The U.S. Census Bureau projects that by the year 2020, approximately 20% of the U.S. population will be age 65 or older. Federal and state governments continue to debate the effect of the aging population on public pension and health care systems. At the same time, employees are increasingly extending their working lives, many by choice and others by necessity, resulting in an aging workforce.
Employers can no longer assume that employees of a certain age will retire. Healthier and more active lifestyles, new or changing career aspirations, and would-be retirees’ concerns over the availability of retirement assets and the lack of public resources are driving older workers to continue to work beyond the “traditional” retirement age. Employers should consider modifying their workplace policies and procedures to adapt to this change in workforce demographics.

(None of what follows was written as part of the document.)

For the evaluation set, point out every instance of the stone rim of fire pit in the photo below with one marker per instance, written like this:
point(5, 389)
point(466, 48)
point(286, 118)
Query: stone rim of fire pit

Under the federal Age Discrimination in Employment Act and California’s Fair Employment and Housing Act, employers may not discriminate against anyone 40 years of age or older in hiring, promotions, wages, benefits, terminations or other conditions of employment. These laws also prohibit employers from implementing “neutral” practices and policies that disadvantage “older” employees.
For example, refusing to hire applicants who are “overqualified” may be seen as a euphemism for age bias. Similarly, using salary as a factor in determining which employees will be subject to a reduction-in-force may result in successful claims for age discrimination. Employers may only avoid liability for these practices by demonstrating that their personnel practices and policies are based on “reasonable factors other than age.”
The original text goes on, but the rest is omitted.